10.2 Monitoring and Alerting
| Alarm | Threshold idea | Action |
|---|---|---|
| ALB TargetResponseTime p99 | > 500ms for 5m | Page + scale out |
| ALB HTTPCode_Target_5XX_Count | > 50/min | Rollback canary |
| Aurora ReplicaLag | > 1s sustained | Shed read load |
| Redis CPUUtilization | > 70% | Scale cluster shards |
10.3 Disaster Recovery & Multi-Region
| Tier | RPO | RTO | Pattern |
|---|---|---|---|
| Gold | < 1 min | < 15 min | Aurora Global, active-active read paths |
| Silver | < 15 min | < 1 hr | Cross-region read replica promotion runbook |
| Bronze | hours | hours | Backup restore to second region |
10.4 Latency Budget (Single-Region, Cached Read)
| Segment | Budget |
|---|---|
| DNS + TLS + edge | 20–80ms |
| ALB | 1–3ms |
| Spring + JVM | 5–30ms |
| Redis get | 0.5–2ms |
| Aurora replica (cache miss) | 1–5ms |
| Total p50 | ~30–120ms geo-dependent |
Measure the budget, don’t guess
Use CloudWatch Contributor Insights on ALB access logs and X-Ray segments to attribute latency—optimize the top segment first (often DB or N+1 queries).
11. Key Takeaways
11.1 Pattern Summary
| Problem | Primary AWS pattern |
|---|---|
| Uneven web load | ALB + target tracking autoscale |
| DB connection storms | RDS Proxy + smaller Hikari pools |
| Read-heavy | Aurora replicas + ElastiCache |
| Hot keys | DynamoDB write sharding / Redis hashtags carefully |
| Static offload | S3 + CloudFront + OAC |
| Thundering herd | TTL jitter + singleflight + SQS buffering |
11.2 Interview Tips
- Start from SLO (RPS, p99 latency, availability), then dimension ALB, ECS, Aurora, Redis.

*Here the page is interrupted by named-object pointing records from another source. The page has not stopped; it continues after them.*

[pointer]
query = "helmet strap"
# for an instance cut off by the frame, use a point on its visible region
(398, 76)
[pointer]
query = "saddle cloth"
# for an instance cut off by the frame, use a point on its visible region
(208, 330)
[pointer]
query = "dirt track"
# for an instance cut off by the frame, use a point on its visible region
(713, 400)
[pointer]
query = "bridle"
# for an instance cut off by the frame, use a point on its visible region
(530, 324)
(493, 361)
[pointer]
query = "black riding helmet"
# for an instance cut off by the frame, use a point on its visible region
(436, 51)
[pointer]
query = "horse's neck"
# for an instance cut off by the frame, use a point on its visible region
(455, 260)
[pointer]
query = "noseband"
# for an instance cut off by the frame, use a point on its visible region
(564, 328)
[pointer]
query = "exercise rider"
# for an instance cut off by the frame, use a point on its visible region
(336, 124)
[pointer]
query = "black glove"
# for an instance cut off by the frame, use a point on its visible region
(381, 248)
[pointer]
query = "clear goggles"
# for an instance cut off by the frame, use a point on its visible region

- Always mention health checks, draining, and retry budgets.
- Explain why sticky sessions harm elasticity.
- Close with cost and operational risks—not only boxes.
11.3 Decision Framework
| Question | If “yes” lean |
|---|---|
| Need L7 routing/WAF? | ALB |
| Need static IP / extreme CPS? | NLB |
| Need JWT simplicity? | Cognito + ALB auth (or custom) |
| Need strong partition tolerance at huge scale? | DynamoDB for matching access pattern |
| Need complex SQL? | Aurora + read replicas + RDS Proxy |
One sentence to remember
Scale stateless compute horizontally behind ALB, protect shared data with pooling and caches, shed load at the edge, and prove everything with CloudWatch + load tests—not architecture cartoons.